Für Ingenieure sind Compiler meist sehr vorteilhaft, da Sie sich das Programm dann in Excel ansehen können und kein Wissen über die SPS brauchen. Meist ist es dann mit einer kleiner Funktionsbeschreibung für die Schritkette sehr praktikabel abgetan.

Was ich immer wichig finde, bei der Übergabe einer Anlage den zuständigen Techniker das Programm zu erklären und er soll sich Notitzen machen, bzw. zusätzliche Komentare.


----------



## kiestumpe (3 Dezember 2007)

marlob schrieb:


> Genau meine Meinung. Gerade bei solchen Sachen, wo man Adressregister sichern muss usw. ist es von Vorteil, diese Dinge in SCL zu programmieren, wenn man denn in Besitz dieser Software ist.
> Aber da liegt ja auch schon der Haken. Viele besitzen halt nur die Standarversion von Step7 (@Zotos: Step7 unprofessional, du erinnerst dich). Wir haben auch viele Kunden, die wollen die Software nachher weiterbearbeiten und haben nur diese Standardversion. Dann bleibt uns gar nichts anderes übrig, als es in AWL zu programmieren und mit ARs usw. zu hantieren



Im Zirkus bekommen sie Geld, wenn sie entsprechende Verrenkungen machen...


----------



## Larry Laffer (3 Dezember 2007)

So wie ich das festgestellt habe kann man SCL auch nachträglich erwerben und dazu-installieren (wenn man Step7 unprof gekauft hat).

@Perfektionist:
Auch einfache Berechnungs-Formeln sehen in SCL sehr viel schöner aus und man kann sich viele Kommentare ersparen weil sich der Sinn der Berechnung oft schon aus der Formel ergibt.

@Maxi:
Gerade bei Schrittketten finde ich es für die, die nach mir kommen recht praktisch, wenn man sie sich auch in KOP oder FUP ansehen kann - aus den von mir schon genannte Gründen ...

Gruß
LL


----------



## thony77 (3 Dezember 2007)

*Wow !!*

*Moin erstmal, ich sehe es genau so , bin auch Instler. ich habe diese Frage aus 2 Gründen gestellt und muss mit erschrecken festellen was für eine zum größten teil DUMME Grudsatzdiskussionen hier enstanden ist.
Es kann mir keiner der SPS-Spezialisten erzählen er würde einen 30000€ Auftrag ausschlagen weil er als Vorgabe eine KOP oder FUP "Sprache" Vorgesetzt bekommt. Da lache ich mich echt kaputt!!! 
Es gibt mit Sichherheit auch Bausteine die gar nicht anders möglich sind als sie in AWL darzustellen bzw. zu Programmieren.
Um auf das eigentliche Problem noch mal zurück zu kommen.......

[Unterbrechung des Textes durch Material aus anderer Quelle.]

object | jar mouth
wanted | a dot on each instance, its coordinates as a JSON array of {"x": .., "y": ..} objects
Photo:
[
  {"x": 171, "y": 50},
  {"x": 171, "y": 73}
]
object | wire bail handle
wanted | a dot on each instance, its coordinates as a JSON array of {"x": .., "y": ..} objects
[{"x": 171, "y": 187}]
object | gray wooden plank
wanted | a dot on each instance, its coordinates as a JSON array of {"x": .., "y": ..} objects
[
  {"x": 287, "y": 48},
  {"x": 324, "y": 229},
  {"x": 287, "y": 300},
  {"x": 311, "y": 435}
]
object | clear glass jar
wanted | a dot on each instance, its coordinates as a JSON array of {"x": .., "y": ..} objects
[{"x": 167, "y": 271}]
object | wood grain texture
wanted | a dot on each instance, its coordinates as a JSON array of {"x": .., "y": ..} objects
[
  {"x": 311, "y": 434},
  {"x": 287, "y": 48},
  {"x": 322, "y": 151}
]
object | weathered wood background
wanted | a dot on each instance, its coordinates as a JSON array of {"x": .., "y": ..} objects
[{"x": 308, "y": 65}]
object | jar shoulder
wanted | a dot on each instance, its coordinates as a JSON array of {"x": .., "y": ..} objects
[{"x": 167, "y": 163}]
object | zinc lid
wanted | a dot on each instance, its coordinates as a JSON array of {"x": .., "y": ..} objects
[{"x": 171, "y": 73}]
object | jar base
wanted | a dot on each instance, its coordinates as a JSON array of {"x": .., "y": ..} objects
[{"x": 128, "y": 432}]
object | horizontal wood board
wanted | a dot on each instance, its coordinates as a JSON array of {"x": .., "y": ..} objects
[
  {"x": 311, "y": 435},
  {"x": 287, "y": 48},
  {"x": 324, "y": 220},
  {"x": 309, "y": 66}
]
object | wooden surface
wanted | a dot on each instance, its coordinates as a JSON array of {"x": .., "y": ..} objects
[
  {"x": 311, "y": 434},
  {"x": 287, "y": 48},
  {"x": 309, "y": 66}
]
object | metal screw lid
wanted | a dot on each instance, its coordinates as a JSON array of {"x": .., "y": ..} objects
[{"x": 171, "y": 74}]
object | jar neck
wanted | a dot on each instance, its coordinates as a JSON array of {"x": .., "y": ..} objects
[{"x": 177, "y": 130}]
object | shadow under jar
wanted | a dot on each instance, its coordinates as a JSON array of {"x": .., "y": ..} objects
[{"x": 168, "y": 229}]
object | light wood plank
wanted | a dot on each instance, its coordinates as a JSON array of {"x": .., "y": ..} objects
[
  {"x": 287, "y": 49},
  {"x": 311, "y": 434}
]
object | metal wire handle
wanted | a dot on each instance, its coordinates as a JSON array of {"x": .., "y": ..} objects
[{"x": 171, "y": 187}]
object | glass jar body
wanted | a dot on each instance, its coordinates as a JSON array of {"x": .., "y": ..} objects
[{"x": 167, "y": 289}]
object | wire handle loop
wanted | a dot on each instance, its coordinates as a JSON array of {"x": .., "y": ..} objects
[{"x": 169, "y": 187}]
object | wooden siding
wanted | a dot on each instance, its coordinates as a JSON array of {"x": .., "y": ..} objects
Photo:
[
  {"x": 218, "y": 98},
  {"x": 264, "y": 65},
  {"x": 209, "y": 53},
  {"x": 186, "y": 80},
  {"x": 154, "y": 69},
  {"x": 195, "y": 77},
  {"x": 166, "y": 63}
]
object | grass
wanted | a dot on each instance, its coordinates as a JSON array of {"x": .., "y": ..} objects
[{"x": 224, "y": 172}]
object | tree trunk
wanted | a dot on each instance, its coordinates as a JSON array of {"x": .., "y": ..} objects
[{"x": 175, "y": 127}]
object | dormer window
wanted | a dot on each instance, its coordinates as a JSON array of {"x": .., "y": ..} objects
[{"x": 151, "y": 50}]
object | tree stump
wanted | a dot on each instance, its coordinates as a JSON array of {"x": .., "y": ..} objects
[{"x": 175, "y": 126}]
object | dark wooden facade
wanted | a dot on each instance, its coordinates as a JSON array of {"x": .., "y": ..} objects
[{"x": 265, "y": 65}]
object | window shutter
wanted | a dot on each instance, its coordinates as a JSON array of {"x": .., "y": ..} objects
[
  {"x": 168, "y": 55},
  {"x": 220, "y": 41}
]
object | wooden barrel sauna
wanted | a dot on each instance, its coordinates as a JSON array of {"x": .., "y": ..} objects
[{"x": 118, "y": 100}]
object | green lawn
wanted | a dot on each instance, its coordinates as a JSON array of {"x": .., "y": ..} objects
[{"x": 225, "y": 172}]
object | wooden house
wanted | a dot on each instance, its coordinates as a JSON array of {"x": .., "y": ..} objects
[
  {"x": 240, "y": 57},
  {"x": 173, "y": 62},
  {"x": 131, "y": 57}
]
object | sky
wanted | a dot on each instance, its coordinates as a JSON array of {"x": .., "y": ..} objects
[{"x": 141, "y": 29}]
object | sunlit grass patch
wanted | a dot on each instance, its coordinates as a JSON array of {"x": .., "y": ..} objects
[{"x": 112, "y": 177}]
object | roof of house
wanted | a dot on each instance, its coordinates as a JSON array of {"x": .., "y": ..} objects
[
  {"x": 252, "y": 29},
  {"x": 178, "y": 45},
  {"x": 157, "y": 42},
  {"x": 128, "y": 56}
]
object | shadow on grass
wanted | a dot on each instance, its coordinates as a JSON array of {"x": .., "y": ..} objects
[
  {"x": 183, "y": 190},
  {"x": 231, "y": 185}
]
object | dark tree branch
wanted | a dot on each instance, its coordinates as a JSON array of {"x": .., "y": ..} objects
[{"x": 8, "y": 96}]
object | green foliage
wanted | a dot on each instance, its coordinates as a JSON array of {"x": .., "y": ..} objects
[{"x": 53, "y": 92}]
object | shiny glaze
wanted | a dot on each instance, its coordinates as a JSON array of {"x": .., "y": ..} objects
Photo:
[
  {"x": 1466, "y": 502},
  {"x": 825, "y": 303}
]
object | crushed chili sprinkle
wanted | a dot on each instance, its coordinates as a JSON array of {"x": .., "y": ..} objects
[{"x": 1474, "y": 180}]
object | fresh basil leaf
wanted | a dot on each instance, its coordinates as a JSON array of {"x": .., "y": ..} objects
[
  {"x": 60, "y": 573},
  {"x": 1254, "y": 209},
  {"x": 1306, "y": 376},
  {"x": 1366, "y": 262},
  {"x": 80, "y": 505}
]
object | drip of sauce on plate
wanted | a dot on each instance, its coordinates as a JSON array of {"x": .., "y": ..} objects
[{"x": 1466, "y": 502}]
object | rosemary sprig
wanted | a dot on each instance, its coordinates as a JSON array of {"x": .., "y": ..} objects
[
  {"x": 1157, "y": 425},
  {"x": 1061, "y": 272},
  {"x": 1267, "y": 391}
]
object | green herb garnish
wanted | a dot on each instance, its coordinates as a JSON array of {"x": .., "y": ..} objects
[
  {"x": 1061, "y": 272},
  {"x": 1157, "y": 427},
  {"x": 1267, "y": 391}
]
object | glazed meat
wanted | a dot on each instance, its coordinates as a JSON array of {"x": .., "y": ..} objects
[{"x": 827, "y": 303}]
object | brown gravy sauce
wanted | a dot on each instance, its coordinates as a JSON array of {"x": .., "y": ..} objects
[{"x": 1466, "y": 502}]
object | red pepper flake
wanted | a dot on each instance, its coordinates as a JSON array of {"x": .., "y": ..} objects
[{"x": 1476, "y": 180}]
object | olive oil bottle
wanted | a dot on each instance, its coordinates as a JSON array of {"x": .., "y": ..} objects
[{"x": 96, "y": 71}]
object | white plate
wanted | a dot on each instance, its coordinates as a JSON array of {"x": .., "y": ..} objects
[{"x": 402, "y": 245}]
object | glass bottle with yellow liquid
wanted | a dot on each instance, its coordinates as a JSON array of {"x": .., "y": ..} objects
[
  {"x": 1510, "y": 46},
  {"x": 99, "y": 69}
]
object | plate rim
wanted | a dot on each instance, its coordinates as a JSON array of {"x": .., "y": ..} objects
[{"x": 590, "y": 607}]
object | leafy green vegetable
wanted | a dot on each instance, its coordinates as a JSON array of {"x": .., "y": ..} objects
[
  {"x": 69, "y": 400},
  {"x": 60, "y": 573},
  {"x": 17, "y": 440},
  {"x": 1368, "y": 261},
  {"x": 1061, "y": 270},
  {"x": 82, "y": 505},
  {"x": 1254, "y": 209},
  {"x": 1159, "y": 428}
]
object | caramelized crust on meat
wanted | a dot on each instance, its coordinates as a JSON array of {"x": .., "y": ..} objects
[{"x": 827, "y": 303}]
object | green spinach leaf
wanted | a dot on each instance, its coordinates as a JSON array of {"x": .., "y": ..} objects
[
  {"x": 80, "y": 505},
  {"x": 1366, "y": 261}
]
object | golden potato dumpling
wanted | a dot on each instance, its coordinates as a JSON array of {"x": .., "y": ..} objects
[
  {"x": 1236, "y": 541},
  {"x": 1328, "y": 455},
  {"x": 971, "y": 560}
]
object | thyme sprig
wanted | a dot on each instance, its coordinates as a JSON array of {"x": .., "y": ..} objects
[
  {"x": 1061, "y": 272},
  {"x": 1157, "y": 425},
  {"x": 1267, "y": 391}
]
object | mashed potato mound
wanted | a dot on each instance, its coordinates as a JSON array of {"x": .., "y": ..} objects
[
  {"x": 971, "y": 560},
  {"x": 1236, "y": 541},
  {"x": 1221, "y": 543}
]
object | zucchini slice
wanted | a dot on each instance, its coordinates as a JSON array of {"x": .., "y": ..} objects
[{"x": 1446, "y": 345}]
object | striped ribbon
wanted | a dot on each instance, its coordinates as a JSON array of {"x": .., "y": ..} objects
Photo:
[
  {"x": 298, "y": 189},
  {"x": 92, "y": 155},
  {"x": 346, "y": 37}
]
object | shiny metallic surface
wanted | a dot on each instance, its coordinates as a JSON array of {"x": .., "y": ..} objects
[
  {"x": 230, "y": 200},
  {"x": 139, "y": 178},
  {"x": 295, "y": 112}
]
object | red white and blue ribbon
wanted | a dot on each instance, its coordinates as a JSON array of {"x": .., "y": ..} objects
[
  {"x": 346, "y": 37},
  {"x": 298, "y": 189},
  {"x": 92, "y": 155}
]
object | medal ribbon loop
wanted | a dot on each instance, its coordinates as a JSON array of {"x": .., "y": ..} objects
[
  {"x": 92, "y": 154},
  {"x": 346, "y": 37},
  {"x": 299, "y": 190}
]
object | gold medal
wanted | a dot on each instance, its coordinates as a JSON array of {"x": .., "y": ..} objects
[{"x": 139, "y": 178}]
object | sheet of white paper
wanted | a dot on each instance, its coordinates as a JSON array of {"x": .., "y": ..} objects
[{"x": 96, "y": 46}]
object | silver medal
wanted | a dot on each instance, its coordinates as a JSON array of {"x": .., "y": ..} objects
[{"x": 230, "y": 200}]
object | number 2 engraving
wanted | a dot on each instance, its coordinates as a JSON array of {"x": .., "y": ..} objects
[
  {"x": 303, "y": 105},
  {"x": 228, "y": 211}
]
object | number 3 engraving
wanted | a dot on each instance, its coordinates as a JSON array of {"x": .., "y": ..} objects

1.Entweder es gibt ein Programm um sich von AWL in KOP Sprache nzeigen zu lassen (Habe mal ein Video im Netz gesehen ES GEHT AUF ALLE FÄLLE weiss leider nicht mehr von wem es ist oder wie es heisst).
Oder......
2.Ich lerne etwas AWL damit ich den Programmablauf vestehe und Störungen so besser uns schneller beseitigen kann.

Das Wichtigste hätte ich fast vergessen... ICH BIN NICHT DUMM !!!
Wer solch einen Blödsinn über Instandhaltugspersonal schreibt lebt in einer anderen Welt meiner Meinung nach. 
Die SPS ist nur einfach nicht mein Schwerpunktgebiet , 
nicht mehr und nicht weniger!!!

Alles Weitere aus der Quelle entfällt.